Oh wow. Thank you for your fast and very helpful answers.
First: The list by bjorn3 and crate by CAD97 showed me, that i used the wrong term for searching. Capabilities is a better one.
Second: It seems i was not very clear and precise in my description. I do not want to create any sandbox or any runtime security. It was only meant as a helper tool for developers to find unexpected behaviour (unexpected in terms of: You would not think that your logging tool connects to any network resource on purpose). It should not handle any malicious code or anything. Also it should not used as a last line of defense. Only a helper tool to get insights of the dependencies used by your code. Of course sometimes there will be hard to catch edge cases, where such a code analyzer cannot get any helpful informations. But for me it would be sufficient if it prints, which std functions are called by dependencies like it was described here: Crate capability lists - #3 by elszben
I simply want a quick (and automatic) way to describe what a crate is doing at the high level. If it is not using any library (nothing from std) and not using unsafe blocks then I am sure that it will not steal my data or put evil stuff on my disk.
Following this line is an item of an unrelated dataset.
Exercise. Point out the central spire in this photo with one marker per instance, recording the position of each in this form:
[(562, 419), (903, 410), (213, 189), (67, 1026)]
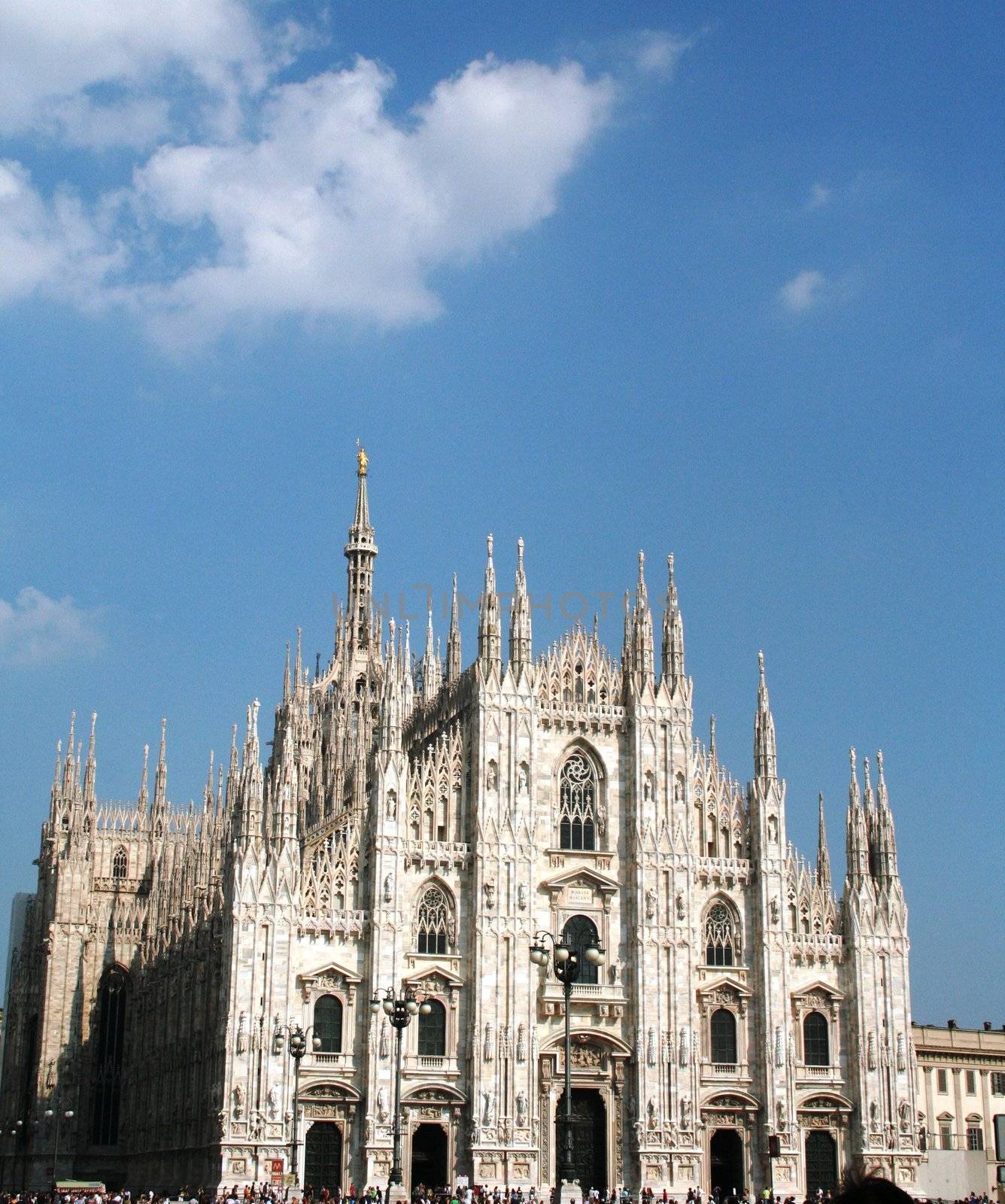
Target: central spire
[(360, 552)]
If it is using std::fs:: or std::net then I am a little more sceptical. If it is using unsafe and calling c functions then all bets are off. I really need to check the code in that case (or delegate the audit to someone else).
If i write a simple cli app, which takes stdin and put it on stdout, then i am sceptical when a code analyzer can show me, that there is a network resource in use in any function.
But you gave me a lot to read and i will investigate it further. Thank you. And if you have any further input, i am pleased to read.